A book I did not purchase at MacLeod’s last week was Vancouver Art Gallery Senior Curator Ian Thom’s Challenging Traditions: Contemporary First Nations Art of the Northwest Coast (2009), published by Douglas & MacIntyre.
Like many books published at a time when book news is increasingly rare (at least through traditional media), I was not aware of Challenging Traditions until I saw it at the VAG gift shop. A quick flip-through revealed the usual names and practices, as well as some surprises – the biggest being an omission.
Absent from Challenging Traditions is the work of Vancouver-based Dunne-za artist Brian Jungen, one of the best-known and most innovative younger artists working out of Vancouver today. That “innovation,” along with “technical accomplishment” and a “clearly developed style of their own,” are touchstones for inclusion does not, according to Thom’s “Preface”, apply to Jungen, whom he feels is “more inflected by conceptual and environmental concerns than aesthetic languages of his ancestry.”
What a strange claim. From Jungen’s masterful inversion of Nike trainers into Kwakwaka’wakw masks to his whale skeletons made of blow-moulded plastic chairs, Jungen fulfills these criteria, and more.

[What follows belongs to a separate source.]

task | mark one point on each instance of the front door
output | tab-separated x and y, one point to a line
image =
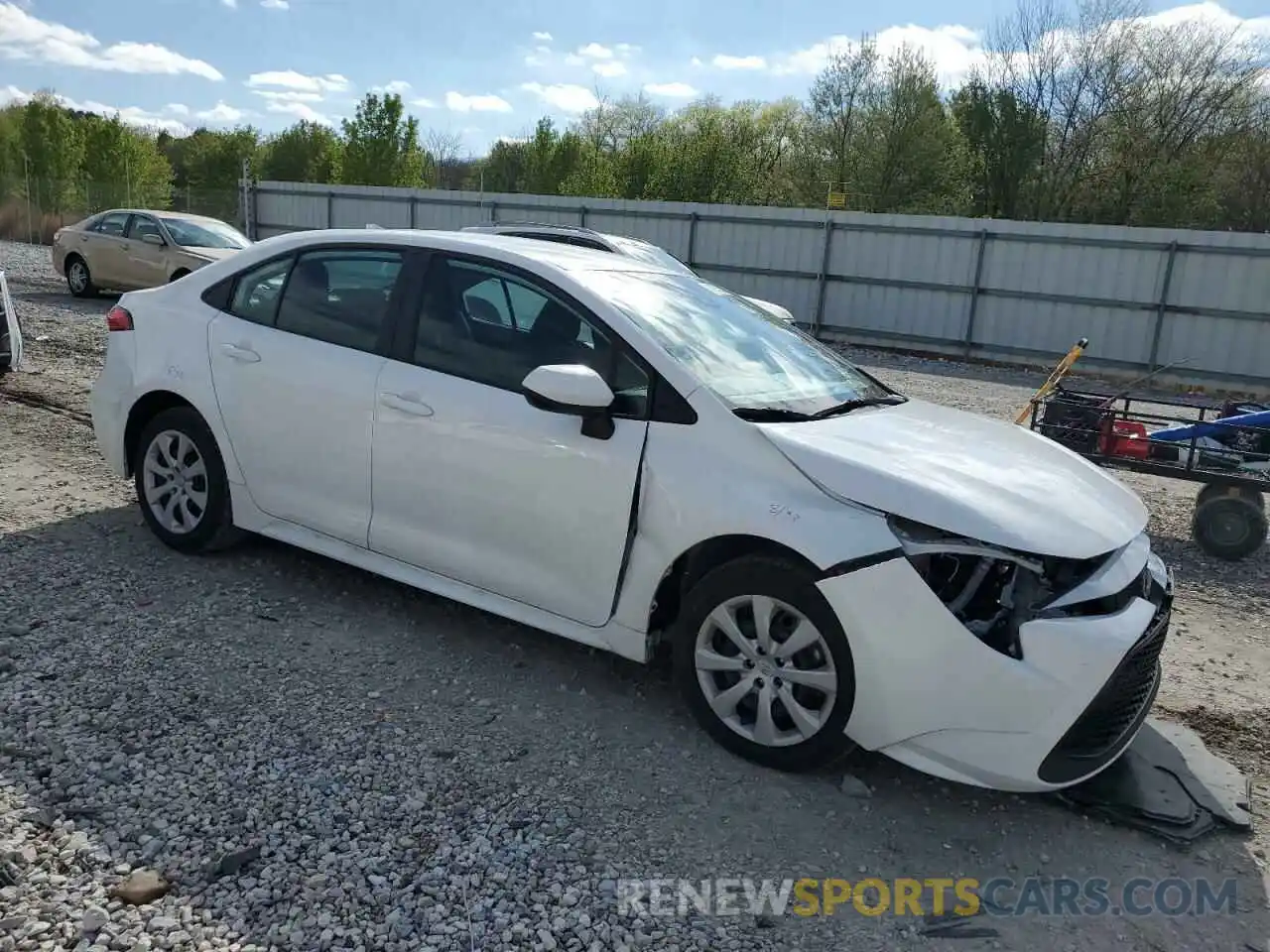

But if not, why then does Thom not devote a section of his book to elaborate his argument? I would much rather read that than have to endure Sonny Assu’s literalist re-inscriptions of the Coca Cola logo into “Coast Salish” -- especially in the wake of the cease and desist order issued by Starbuck’s against the Haida Gwaii-based coffee merchant, Haidabucks. What is Assu adding to the conversation that has not already been enacted through litigation’s theatre?
But what is most disturbing, at least to my mind, is reading Thom’s exclusion in relation to Doris Shadbolt’s historic proposition: that art made by First Nations artists today be seen as contemporary art. For Shadbolt, Jungen must have been the artist she was waiting for when conceptualizing her 1967 Arts of the Raven exhibition, an artist that drew from, and reflected, both local and international histories. To exclude Jungen because he is in dialogue with – and making material of – Western art history not only diminishes the relevance of Challenging Traditions but the work of those included, such as Coast Salish artist Lawrence Paul Yuxweluptun, who, through his deliberately modernist extrapolation of the ovoid, brought depth to a painting practice that was, by the mid-1990s, on the verge of pasteurization.
Of course I say all this without citing another of the book's exclusions, Rebecca Belmore, an Anishinabe performance-based artist who has been living and working out of Vancouver for the past ten years. Unlike Jungen, she goes unmentioned.